Fig. 7: Example how uncertainty (entropy) is preserved when joining aligned (left), but increases when joining misaligned point clouds (right). The entropy for aligned point clouds should be similar to the entropy in the separate point clouds and can be used when quantifying alignment quality.

Our method is well grounded in information theory and gives an intuitive alignment correctness measure. CorAl measures the difference between the average differential entropy in the joint and separate point clouds. For well-aligned point clouds, the joint and the separate point clouds have similar entropy. In contrast, misaligned point clouds tend to “blur” the scene which can be measured as an increase in joint entropy as depicted in fig. 7. By using the separate point clouds to estimate the entropy inherent in the scene, our proposed method can assess quality in a range of different environments.

The contribution of this paper is an intuitive and simple measure of alignment correctness between point cloud pairs. We demonstrate how to use this quality measure to train a simple model that detects small alignment errors between point clouds, large errors are not considered in this paper. To train our model, we use previously corrected scans that are assumed to have no alignment error.

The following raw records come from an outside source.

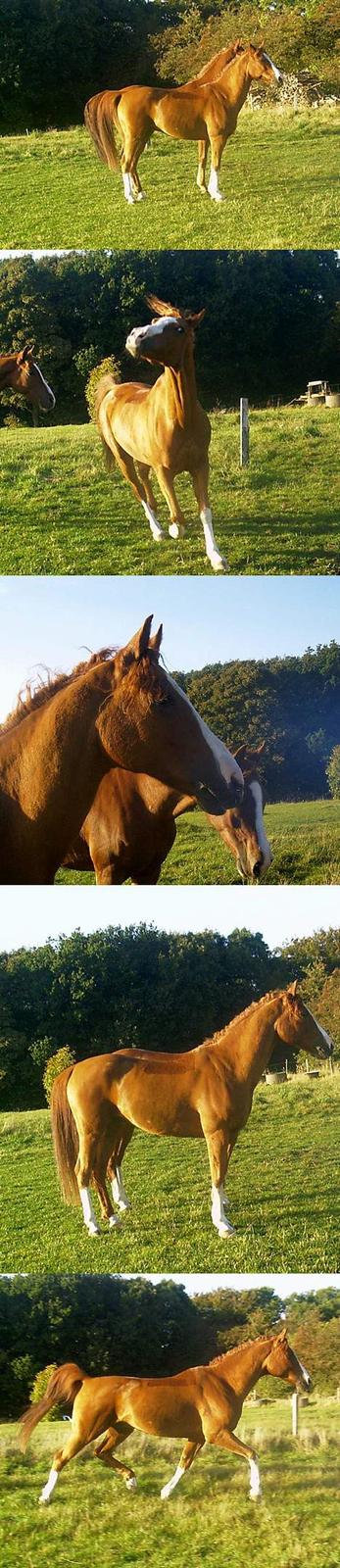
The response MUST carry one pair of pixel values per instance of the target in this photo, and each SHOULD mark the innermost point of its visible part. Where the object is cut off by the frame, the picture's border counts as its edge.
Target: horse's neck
(248, 1043)
(235, 82)
(243, 1371)
(180, 389)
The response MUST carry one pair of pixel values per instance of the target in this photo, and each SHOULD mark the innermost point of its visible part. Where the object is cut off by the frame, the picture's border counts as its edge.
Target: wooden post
(295, 1413)
(243, 431)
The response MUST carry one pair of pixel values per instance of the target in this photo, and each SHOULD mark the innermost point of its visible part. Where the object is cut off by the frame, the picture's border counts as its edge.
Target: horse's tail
(62, 1390)
(105, 384)
(99, 117)
(65, 1137)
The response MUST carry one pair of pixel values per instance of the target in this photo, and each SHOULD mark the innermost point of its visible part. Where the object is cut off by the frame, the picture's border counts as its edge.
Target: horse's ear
(140, 643)
(156, 642)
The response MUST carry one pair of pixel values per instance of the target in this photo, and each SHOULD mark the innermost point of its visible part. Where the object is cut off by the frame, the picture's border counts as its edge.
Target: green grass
(209, 1520)
(305, 838)
(279, 177)
(282, 1194)
(63, 514)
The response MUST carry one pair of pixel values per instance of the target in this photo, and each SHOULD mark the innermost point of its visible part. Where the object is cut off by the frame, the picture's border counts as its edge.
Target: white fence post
(295, 1413)
(243, 431)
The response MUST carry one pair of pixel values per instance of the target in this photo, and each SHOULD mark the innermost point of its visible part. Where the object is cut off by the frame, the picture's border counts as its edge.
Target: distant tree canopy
(55, 54)
(128, 1325)
(271, 320)
(141, 987)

We make the following claims: (i) Our proposed method CorAl measures the correctness of point cloud alignment by accounting for the expected scene entropy. (ii) Our method is accurate in a wide range of environments and can generalize well to new environments without retraining.

Ii Related work

Several methods have been used to assess alignment quality in the literature. However, in most cases these methods are used in an ad-hoc manner. Few systematic evaluations of their general ability to be used as a classifier to detect aligned vs. misaligned point clouds have been made.

One well-used alignment measure is the root-mean-squared (RMS) point-to-point distance, truncated by some outlier rejection threshold. This is also the function that is minimized by iterative closest point registration 

[6]. However, this measure has been shown to be highly sensitive to the environment and the choice of the outlier threshold [29, 2]. Consequently, this is a poor measure for alignment correctness classification.

One family of methods instead attempts to estimate the alignment uncertainty between point cloud pairs in the form of a covariance matrix [18, 5, 23, 26]. Some use Monte Carlo strategies to estimate uncertainty by sampling registrations in a region [5]. This exhaustive search is unpractical in mobile robotics. Others attempt to estimate uncertainty in closed form using the Hessian [11, 21, 2], representing the steepness of the alignment score function around a minimum. These methods assume that the registration has reached a global maximum, which is not necessarily true. Until today, alignment classification based on uncertainty covariance have been less accurate compared to matching score [2].

Almqvist et al. [2] explored alignment classifiers based on RMS as well as other existing methods [27, 7, 21, 12, 22, 29], including the NDT score function [21], and investigated how to combine the measures with AdaBoost into a stronger classifier. The classifiers were evaluated on two outdoor data sets, and although their classifiers reached almost 90 % accuracy for the hardest cases on each data set individually, accuracy drops to around 80 % when cross-evaluating between the data sets. In their evaluations, the NDT score function proved to be the best individual measure for alignment assessment. The combined AdaBoost classifier did not have significantly higher accuracy, but reduced parameter sensitivity.

Liao et al. [19] recently proposed a registration method based on fuzzy clusters, which involves a registration quality assessment. This fuzzy cluster-based quality assessment (FuzzyQA) compares the similarity of dispersion and disposition of points around fuzzy cluster centers. It has been used to detect if the point clouds are coarsely aligned, Coral instead attempts to detect small alignment errors.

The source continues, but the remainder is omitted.